The component inventory, connectivity and dynamics of the blood coagulation process that yield thrombin generation outputs have been described by the use of ensembles of ordinary differential equations [96–101]. Implicit to this type of physiochemical modeling is the principle that initial concentrations of reactants will direct outcomes. These models are built to capture the consequence of individual factor variation and thus have the potential to provide a mechanistic linkage between an individual’s own plasma composition at a point in time, their thrombin generation output and thus their hemostatic state. Computationally derived thrombin generation has been shown to vary with pathology, with specific changes in a limited subset of pro and anticoagulant factors leading to their altered profiles [15, 18].

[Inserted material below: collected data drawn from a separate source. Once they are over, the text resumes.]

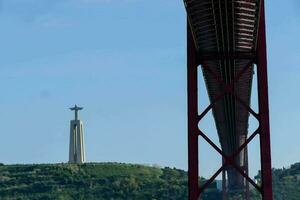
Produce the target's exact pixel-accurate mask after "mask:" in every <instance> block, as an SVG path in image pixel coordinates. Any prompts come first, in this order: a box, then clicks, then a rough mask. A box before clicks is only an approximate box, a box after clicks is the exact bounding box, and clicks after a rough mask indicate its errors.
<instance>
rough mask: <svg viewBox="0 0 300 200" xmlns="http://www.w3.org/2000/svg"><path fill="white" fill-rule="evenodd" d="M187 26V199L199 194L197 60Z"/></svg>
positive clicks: (194, 197) (190, 30)
mask: <svg viewBox="0 0 300 200" xmlns="http://www.w3.org/2000/svg"><path fill="white" fill-rule="evenodd" d="M187 24H188V28H187V55H188V57H187V91H188V94H187V96H188V99H187V100H188V177H189V181H188V186H189V200H197V199H198V195H199V193H198V192H199V185H198V181H199V180H198V177H199V168H198V162H199V161H198V134H197V130H198V120H197V118H198V74H197V72H198V69H197V67H198V62H197V51H196V48H195V44H194V40H193V36H192V32H191V30H190V27H189V23H187Z"/></svg>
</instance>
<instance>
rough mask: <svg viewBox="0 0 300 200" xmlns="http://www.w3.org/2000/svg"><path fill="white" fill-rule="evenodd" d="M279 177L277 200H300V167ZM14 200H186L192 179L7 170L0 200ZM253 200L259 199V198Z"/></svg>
mask: <svg viewBox="0 0 300 200" xmlns="http://www.w3.org/2000/svg"><path fill="white" fill-rule="evenodd" d="M273 177H274V178H273V187H274V197H275V200H284V199H285V200H287V199H288V200H299V199H300V163H298V164H294V165H292V166H291V167H290V168H288V169H275V170H273ZM257 179H259V175H258V176H257ZM12 199H14V200H29V199H30V200H35V199H36V200H39V199H41V200H48V199H49V200H50V199H51V200H56V199H58V200H59V199H63V200H69V199H70V200H71V199H76V200H80V199H84V200H94V199H97V200H101V199H105V200H119V199H120V200H121V199H122V200H123V199H126V200H131V199H132V200H140V199H141V200H148V199H149V200H155V199H157V200H158V199H159V200H177V199H178V200H184V199H187V173H186V172H185V171H183V170H179V169H171V168H159V167H150V166H144V165H133V164H120V163H89V164H83V165H71V164H44V165H1V166H0V200H12ZM202 199H203V200H218V199H221V193H220V191H218V190H217V189H216V188H215V184H213V185H212V186H211V187H210V188H209V189H208V190H207V192H206V193H205V194H204V195H203V196H202ZM238 199H239V198H238ZM251 199H253V200H256V199H259V198H258V197H257V195H256V193H255V192H253V194H252V198H251Z"/></svg>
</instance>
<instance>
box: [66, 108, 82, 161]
mask: <svg viewBox="0 0 300 200" xmlns="http://www.w3.org/2000/svg"><path fill="white" fill-rule="evenodd" d="M82 109H83V108H81V107H78V106H77V105H75V107H73V108H70V110H72V111H74V112H75V119H74V120H71V122H70V148H69V163H76V164H81V163H84V162H85V150H84V133H83V122H82V121H81V120H79V117H78V111H79V110H82Z"/></svg>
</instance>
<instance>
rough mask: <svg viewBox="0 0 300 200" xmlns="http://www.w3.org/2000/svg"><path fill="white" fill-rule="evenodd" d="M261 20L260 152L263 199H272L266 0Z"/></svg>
mask: <svg viewBox="0 0 300 200" xmlns="http://www.w3.org/2000/svg"><path fill="white" fill-rule="evenodd" d="M260 13H261V14H260V22H259V31H258V46H257V63H256V64H257V81H258V83H257V86H258V107H259V121H260V150H261V151H260V152H261V176H262V177H261V181H262V199H263V200H272V199H273V196H272V169H271V144H270V124H269V97H268V73H267V45H266V28H265V27H266V25H265V24H266V23H265V7H264V1H262V2H261V12H260Z"/></svg>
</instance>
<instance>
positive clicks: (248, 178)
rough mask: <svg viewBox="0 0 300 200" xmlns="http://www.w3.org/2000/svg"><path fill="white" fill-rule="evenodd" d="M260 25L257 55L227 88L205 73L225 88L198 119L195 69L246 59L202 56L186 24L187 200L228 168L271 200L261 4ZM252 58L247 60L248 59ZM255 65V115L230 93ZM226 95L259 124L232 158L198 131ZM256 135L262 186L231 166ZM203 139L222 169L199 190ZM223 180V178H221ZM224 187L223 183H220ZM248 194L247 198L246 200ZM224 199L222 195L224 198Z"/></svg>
mask: <svg viewBox="0 0 300 200" xmlns="http://www.w3.org/2000/svg"><path fill="white" fill-rule="evenodd" d="M260 10H261V11H260V22H259V34H258V46H257V53H256V55H255V57H253V56H252V57H253V59H252V60H251V62H250V63H249V64H248V65H247V66H245V68H244V69H243V70H242V71H241V72H240V73H239V74H238V75H237V76H236V77H235V78H234V81H233V82H232V83H230V84H225V83H224V81H223V80H222V79H221V78H220V77H218V75H217V74H215V73H214V72H213V71H212V70H209V69H208V72H209V73H210V74H211V75H212V77H214V79H215V81H217V82H219V83H221V85H223V86H224V88H223V92H222V93H221V94H220V95H219V96H218V97H217V98H216V99H215V100H214V101H212V103H211V104H210V105H209V106H208V107H207V108H206V109H205V110H204V111H203V112H202V113H201V114H200V115H199V114H198V73H197V72H198V69H197V68H198V66H199V65H200V64H201V62H202V61H203V60H205V58H207V59H209V60H212V59H213V58H214V57H215V59H216V60H218V59H232V57H233V56H234V58H235V59H243V58H245V55H241V57H240V58H239V57H238V56H239V55H238V54H234V55H229V57H226V56H224V55H222V56H216V55H214V54H212V55H205V56H204V57H201V54H200V55H199V53H198V52H197V50H196V47H195V44H194V40H193V36H192V33H191V29H190V26H189V23H188V28H187V55H188V56H187V74H188V77H187V78H188V176H189V182H188V185H189V200H197V199H198V198H199V197H200V195H201V193H203V192H204V190H205V189H206V188H207V187H208V186H209V185H210V184H211V183H212V182H213V180H214V179H215V178H216V177H217V176H218V175H219V174H220V173H222V171H224V169H225V168H226V167H227V166H231V167H233V168H235V169H236V170H237V171H238V172H239V173H240V174H241V175H242V176H243V177H244V178H245V179H246V180H247V181H248V184H249V183H250V184H252V185H253V186H254V187H255V188H256V189H257V190H258V191H259V192H260V193H261V194H262V199H263V200H272V199H273V197H272V170H271V145H270V125H269V104H268V79H267V51H266V32H265V12H264V2H263V1H262V3H261V9H260ZM250 57H251V56H247V58H250ZM252 64H256V65H257V81H258V88H257V89H258V104H259V113H255V112H254V111H253V110H252V109H251V108H250V107H249V106H248V105H247V104H245V103H244V102H243V101H242V100H241V98H240V97H238V96H237V95H236V94H235V93H234V90H233V84H234V83H235V82H237V81H238V80H239V78H240V77H241V76H242V74H243V73H245V72H246V71H247V69H248V68H249V67H250V66H251V65H252ZM225 94H231V95H233V96H234V97H235V99H236V100H237V102H238V103H240V104H241V105H243V107H244V108H245V109H246V110H247V111H248V112H249V113H250V114H252V115H253V116H254V117H255V118H256V119H257V120H258V121H259V128H258V129H257V130H256V131H254V133H252V134H251V135H250V136H249V137H248V139H247V140H246V141H245V142H244V144H242V145H241V146H240V148H238V149H237V150H236V151H235V152H234V153H233V154H232V155H230V156H227V155H225V154H224V153H223V152H222V150H221V149H220V148H219V147H218V146H217V145H216V144H214V143H213V142H212V141H211V140H210V139H209V138H208V137H207V136H206V135H205V133H203V132H202V131H201V130H199V128H198V123H200V121H201V119H202V118H203V117H204V116H205V115H206V114H207V113H208V112H209V111H210V110H211V109H212V108H213V106H214V105H215V103H217V101H218V100H220V99H221V98H222V97H223V96H224V95H225ZM257 134H259V138H260V155H261V171H262V180H261V181H262V185H261V186H258V185H257V184H256V183H255V182H254V181H253V180H252V179H251V178H250V177H249V176H248V166H247V167H246V169H242V168H241V167H239V166H237V165H236V164H235V162H234V158H235V157H236V156H238V155H239V154H240V153H241V152H242V151H243V150H244V149H247V146H248V144H249V143H250V142H251V141H252V140H253V138H254V137H255V136H256V135H257ZM199 136H200V137H201V138H203V139H204V140H205V141H206V142H207V143H208V144H210V145H211V147H212V148H213V149H215V150H216V151H217V152H218V153H219V154H220V155H221V156H222V159H223V165H222V166H221V167H220V168H219V170H218V171H217V172H216V173H215V174H214V175H213V176H212V177H211V178H209V179H208V181H207V182H206V183H205V184H204V185H203V186H202V187H201V188H200V187H199V183H198V182H199V180H198V177H199V168H198V166H199V161H198V151H199V149H198V137H199ZM224 177H226V176H225V175H224V174H223V178H224ZM223 185H224V183H223ZM248 195H249V194H246V198H249V197H248ZM225 196H227V195H226V193H224V197H225Z"/></svg>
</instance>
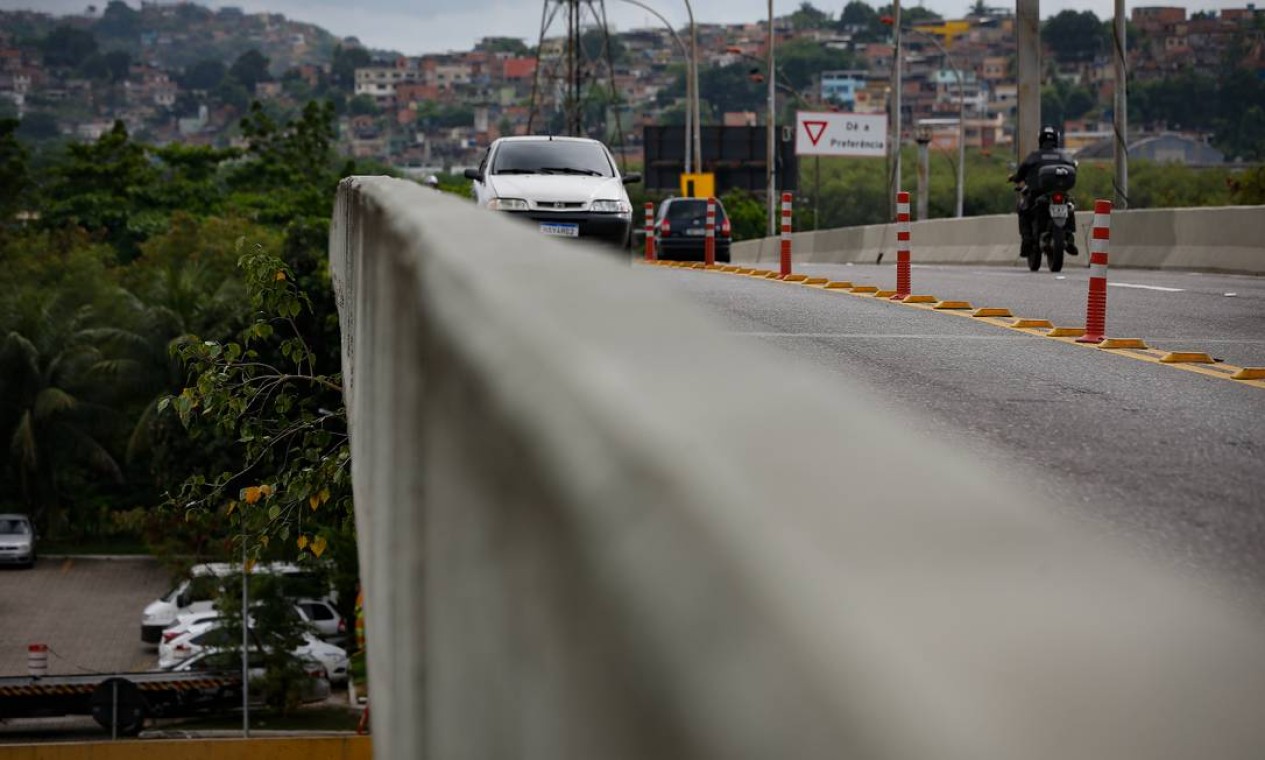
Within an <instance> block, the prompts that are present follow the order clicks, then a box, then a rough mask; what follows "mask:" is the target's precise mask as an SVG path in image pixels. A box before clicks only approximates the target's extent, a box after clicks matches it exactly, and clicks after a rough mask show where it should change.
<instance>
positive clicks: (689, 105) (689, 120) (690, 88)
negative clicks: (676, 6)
mask: <svg viewBox="0 0 1265 760" xmlns="http://www.w3.org/2000/svg"><path fill="white" fill-rule="evenodd" d="M624 1H625V3H630V4H632V5H636V6H638V8H640V9H643V10H645V11H646V13H649V14H651V15H654V18H657V19H659V20H660V21H663V25H664V28H667V29H668V34H672V39H674V40H676V42H677V47H678V48H681V57H682V58H684V59H686V173H689V172H691V171H692V168H693V164H692V163H691V150H689V143H691V135H692V134H693V132H692V130H691V124H692V119H691V114H692V113H693V107H692V106H691V104H692V102H693V95H692V94H693V86H692V85H693V77H692V76H691V72H692V71H693V66H692V64H691V56H689V51H687V49H686V43H684V42H682V40H681V35H679V34H677V30H676V29H673V28H672V24H669V23H668V19H665V18H664V16H663V14H660V13H659V11H658V10H655V9H653V8H650V6H649V5H646V4H645V3H641V0H624Z"/></svg>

If the baseline thrombin generation level is known it can also be a way to track disease progression. This was recently demonstrated in the evaluation of individuals on warfarin therapy for atrial fibrillation. Each individual’s unique plasma composition (n=30) was evaluated at baseline, days 3, 5, 7, 14 and 30. Results show that most individuals at day 3 of warfarin anticoagulation generated more thrombin (increased thrombotic risk) prior to being stably anticoagulated [17]. These results relate to the relatively short half-life of protein C compared to other vitamin K dependent proteins [102]. Therefore, this approach of modeling the kinetics of warfarin anticoagulation may be useful in identifying individuals who are most at risk of thrombosis during the early stages of warfarin therapy. Together these results suggest that individual plasma composition can be utilized with thrombin generation in a fashion to evaluate pathology, monitor levels of anticoagulation and potentially establish risk.

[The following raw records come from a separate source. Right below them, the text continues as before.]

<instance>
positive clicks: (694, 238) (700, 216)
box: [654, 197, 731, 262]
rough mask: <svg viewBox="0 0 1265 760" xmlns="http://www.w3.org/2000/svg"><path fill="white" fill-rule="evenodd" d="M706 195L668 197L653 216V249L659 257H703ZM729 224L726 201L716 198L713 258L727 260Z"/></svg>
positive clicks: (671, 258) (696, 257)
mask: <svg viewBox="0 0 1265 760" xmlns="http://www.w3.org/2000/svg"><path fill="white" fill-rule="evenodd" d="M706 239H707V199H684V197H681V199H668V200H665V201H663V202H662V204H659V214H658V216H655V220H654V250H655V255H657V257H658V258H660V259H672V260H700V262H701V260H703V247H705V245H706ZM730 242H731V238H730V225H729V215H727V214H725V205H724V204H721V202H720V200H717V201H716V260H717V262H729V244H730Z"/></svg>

Computational modeling of the blood coagulation process and its clinical utility is an area of active research to determine: what constitutes adequate empirical validation of the network description [103, 104], what are adequate computational models and can they ever be constructed given the imperfect knowledge of reaction pathways and the recognized error intrinsic to rate constant and reactant concentration measurements [16, 105, 106]; to what extent the incompleteness of current computational models affects their utility, that is, can incomplete or partial models be informative in understanding differences between individuals that contribute to differences in clinical hemostatic phenotype [107]; and whether the replacement of closed models with flow models [108] will be necessary to achieve a tool with clinical utility. Notwithstanding these concerns, the potential of computational approaches to be useful in the realm of clinical testing continues to be investigated.

Conclusions

Overall, global assays (plasma based, whole blood and theoretical) have advanced our understanding of blood coagulation dynamics in individuals. The more recent focus and advances in this area has been in the realm of standardizing and evaluating the technologies for clinical application and determining which parameters and initiators are most predictive in different clinical situations. Along with these types of studies, further expansion and integration of some of these technologies (e.g. coagulant plus fibrinolytic and empirical plus theoretical) will allow us to link systemic changes and alterations in each individual to a global assessment of their hemostatic state that can potentially guide therapy.

Key Points.

• Global assays have advanced our understanding of dynamic thrombin generation

• The thrombogram and thromboelastographic methodologies are the most advanced global assays that have advanced into clinical evaluation

• The utility of these assays in relating the profiles to clinical outcomes is still debatable; with much focus on developing appropriate standardization of the assay and consensus on appropriate initiators.

• Mathematical models have further advanced global assays by providing a mechanistic connection between each individual’s specific blood composition (pro- and anti-coagulant) due to alterations in hemostasis (inflammatory, thrombotic, hemorrhagic and therapeutic) and changes in their individual thrombin generation profile.